In general, while I have described two specific embodiments of my invention, it is to be understood that this is for the purposes of illustration only, and many variants can be made within the scope of my invention. For example, the top, bottom and the rigid diaphragm can be of curvilinear design to further reduce parallel sides and consequent effect of standing waves. It should also be obvious that a more highly specialized speaker network could be used including high frequency, low frequency and mid-range frequency loudspeakers.

Claims

I claim as my invention:

1. A speaker enclosure comprising:

a planar top;

a planar bottom below said top;

a geometrically barrel-shaped sidewall connected between said top and said bottom having a generally circular horizontal cross section with the greatest diameter at approximately the midpoint of the height of said enclosure and curving inwardly both upwardly and downwardly so that the smallest diameter cross section occurs where said sidewall joins said top and said bottom of said speaker enclosure and having an aperture formed therein disposed between the midpoint and the top of said speaker enclosure; and;

a speaker element having a longitudinal axis fixedly secured to the interior of said sidewall and directed to penetrate through the aperture formed therein so that the internal surface of the sidewall opposite the speaker which intercepts the longitudinal axis of the speaker is neither parallel to nor tangentially parallel to a plane perpendicular to the longitudinal axis of the speaker whereby sound emanating from the back of the speaker is reflected downwardly to a point other than the back of the speaker.

2. The speaker enclosure of claim 1 wherein the radius of curvature of each vertical portion of the sidewall extends beyond the area bounded by the vertical cross section.

3. The speaker enclosure of claim 1 wherein the sidewall has a plurality of apertures formed circumferentially therein and wherein a plurality of speaker elements having longitudinal axes are fixedly secured to the interior of the sidewall and directed to penetrate through the apertures formed therein so that the internal surface of the sidewall opposite each speaker which intercepts the longitudinal axis of each speaker is neither parallel to nor tangentially parallel to a plane perpendicular to the longitudinal axis of that speaker whereby sound emanating from the back of each speaker is reflected downwardly to points other than the back of the speaker.

4. The speaker enclosure of claim 3 wherein said speaker elements are multi-range speaker elements.

5. The speaker enclosure of claim 3 wherein said plurality of speaker elements are equidistantly spaced about the circumference of said sidewall.

6. The speaker enclosure of claim 3 wherein said plurality of speaker elements are all disposed circumferentially about said sidewall on the same horizontal plane.

7. The speaker enclosure of claim 3 further comprising a horizontal diaphragm dividing said speaker enclosure into two air-tight chambers and wherein said plurality of speaker elements are high frequency speaker elements and are located in the upper chamber and having at least one low frequency speaker disposed in said lower chamber.

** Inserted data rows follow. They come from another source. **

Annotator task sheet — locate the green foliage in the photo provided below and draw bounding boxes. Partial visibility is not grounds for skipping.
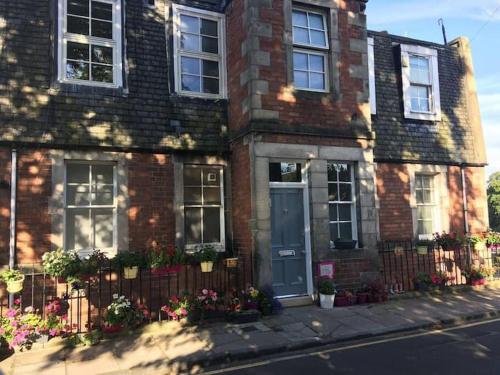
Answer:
[195,245,218,263]
[42,249,81,278]
[318,279,337,295]
[487,172,500,232]
[0,269,24,283]
[113,251,145,270]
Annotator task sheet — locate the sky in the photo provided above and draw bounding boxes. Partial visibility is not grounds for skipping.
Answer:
[366,0,500,179]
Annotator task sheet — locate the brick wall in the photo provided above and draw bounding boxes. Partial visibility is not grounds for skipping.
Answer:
[376,163,413,240]
[128,154,175,251]
[0,148,11,265]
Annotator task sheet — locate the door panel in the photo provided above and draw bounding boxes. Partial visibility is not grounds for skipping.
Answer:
[271,188,307,296]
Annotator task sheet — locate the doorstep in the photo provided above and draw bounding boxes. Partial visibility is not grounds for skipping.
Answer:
[278,296,314,307]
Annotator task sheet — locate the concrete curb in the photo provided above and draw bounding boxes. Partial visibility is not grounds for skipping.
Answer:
[184,310,500,370]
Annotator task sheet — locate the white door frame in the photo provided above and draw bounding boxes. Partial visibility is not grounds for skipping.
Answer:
[269,166,314,298]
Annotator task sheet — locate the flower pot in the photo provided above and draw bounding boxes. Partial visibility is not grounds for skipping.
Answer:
[200,262,214,272]
[319,293,335,310]
[7,275,24,294]
[224,258,238,268]
[123,266,139,280]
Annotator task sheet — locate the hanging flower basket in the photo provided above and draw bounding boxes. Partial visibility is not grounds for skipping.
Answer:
[6,275,25,294]
[200,262,214,273]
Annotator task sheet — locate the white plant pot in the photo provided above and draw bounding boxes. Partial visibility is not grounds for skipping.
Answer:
[319,293,335,310]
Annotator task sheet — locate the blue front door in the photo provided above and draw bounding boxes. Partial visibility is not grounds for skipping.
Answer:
[271,188,307,296]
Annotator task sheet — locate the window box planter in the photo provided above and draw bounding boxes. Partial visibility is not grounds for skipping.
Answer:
[319,293,337,310]
[6,275,25,294]
[333,240,358,250]
[226,310,260,324]
[123,266,139,280]
[200,262,214,273]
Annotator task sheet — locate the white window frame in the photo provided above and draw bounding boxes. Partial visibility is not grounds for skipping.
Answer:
[401,44,441,121]
[182,164,226,251]
[292,48,330,92]
[368,38,377,115]
[172,4,227,99]
[57,0,123,88]
[63,160,118,256]
[291,7,330,92]
[327,160,359,249]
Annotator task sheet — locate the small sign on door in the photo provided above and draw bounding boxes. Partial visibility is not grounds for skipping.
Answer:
[318,261,335,279]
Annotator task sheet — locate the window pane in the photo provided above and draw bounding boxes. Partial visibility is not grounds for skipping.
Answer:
[311,30,326,47]
[201,19,218,37]
[203,60,219,77]
[203,208,220,243]
[293,70,309,88]
[181,56,200,75]
[181,14,200,34]
[67,42,89,61]
[203,77,219,94]
[68,0,89,17]
[91,46,113,64]
[92,65,113,83]
[184,187,201,205]
[339,223,352,241]
[92,20,113,39]
[292,10,307,27]
[329,203,339,221]
[339,204,351,221]
[328,163,337,181]
[309,13,325,30]
[181,33,200,51]
[328,183,339,202]
[339,184,352,202]
[309,55,325,72]
[184,166,201,186]
[309,73,325,90]
[182,74,201,92]
[293,27,309,44]
[203,187,221,204]
[184,207,201,245]
[93,208,113,249]
[293,52,308,70]
[203,168,220,186]
[92,1,113,21]
[66,164,90,184]
[65,208,91,250]
[337,164,351,182]
[66,184,90,206]
[67,16,89,35]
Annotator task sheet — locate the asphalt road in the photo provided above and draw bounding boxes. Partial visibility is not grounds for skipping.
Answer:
[202,319,500,375]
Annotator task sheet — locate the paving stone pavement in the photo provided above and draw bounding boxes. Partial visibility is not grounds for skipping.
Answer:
[0,289,500,375]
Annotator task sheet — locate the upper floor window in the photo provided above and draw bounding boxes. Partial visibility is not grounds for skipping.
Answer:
[401,45,441,121]
[58,0,122,87]
[292,9,329,91]
[173,4,226,98]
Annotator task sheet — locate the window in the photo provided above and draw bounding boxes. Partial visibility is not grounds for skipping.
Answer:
[58,0,122,87]
[64,162,116,252]
[184,165,224,248]
[292,9,329,91]
[415,174,436,239]
[328,162,358,247]
[173,5,226,97]
[368,38,377,115]
[401,45,441,121]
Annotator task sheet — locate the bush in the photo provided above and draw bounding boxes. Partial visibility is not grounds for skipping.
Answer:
[318,279,337,295]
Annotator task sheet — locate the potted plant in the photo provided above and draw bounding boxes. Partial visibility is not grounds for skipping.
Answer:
[195,245,218,272]
[0,269,24,294]
[113,251,144,280]
[318,279,337,310]
[42,249,81,282]
[333,238,357,250]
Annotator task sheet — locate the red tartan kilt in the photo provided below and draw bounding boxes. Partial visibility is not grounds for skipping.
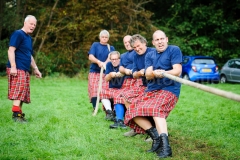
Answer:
[124,90,178,133]
[88,73,108,102]
[100,88,121,99]
[6,68,31,103]
[114,78,142,104]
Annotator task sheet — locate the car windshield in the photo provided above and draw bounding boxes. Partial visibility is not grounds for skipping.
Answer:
[193,59,215,64]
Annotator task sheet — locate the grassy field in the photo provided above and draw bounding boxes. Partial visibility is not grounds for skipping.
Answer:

8. The speaker enclosure of claim 7 wherein said low frequency speaker is directed downwardly and having means for dispersing said low frequency sound including apertures formed in the sidewall enclosing the lower chamber of said speaker enclosure; and a geometrically shaped member attached to said bottom having a highest point in alignment with the center of said low frequency speaker and sloping downwardly so that its lowest edge is at the circumferential edge of said geometric shaped member.

9. The speaker enclosure of claim 7 further comprising an electrical cross-over network connected with said plurality of high frequency speaker elements and said low frequency speaker element.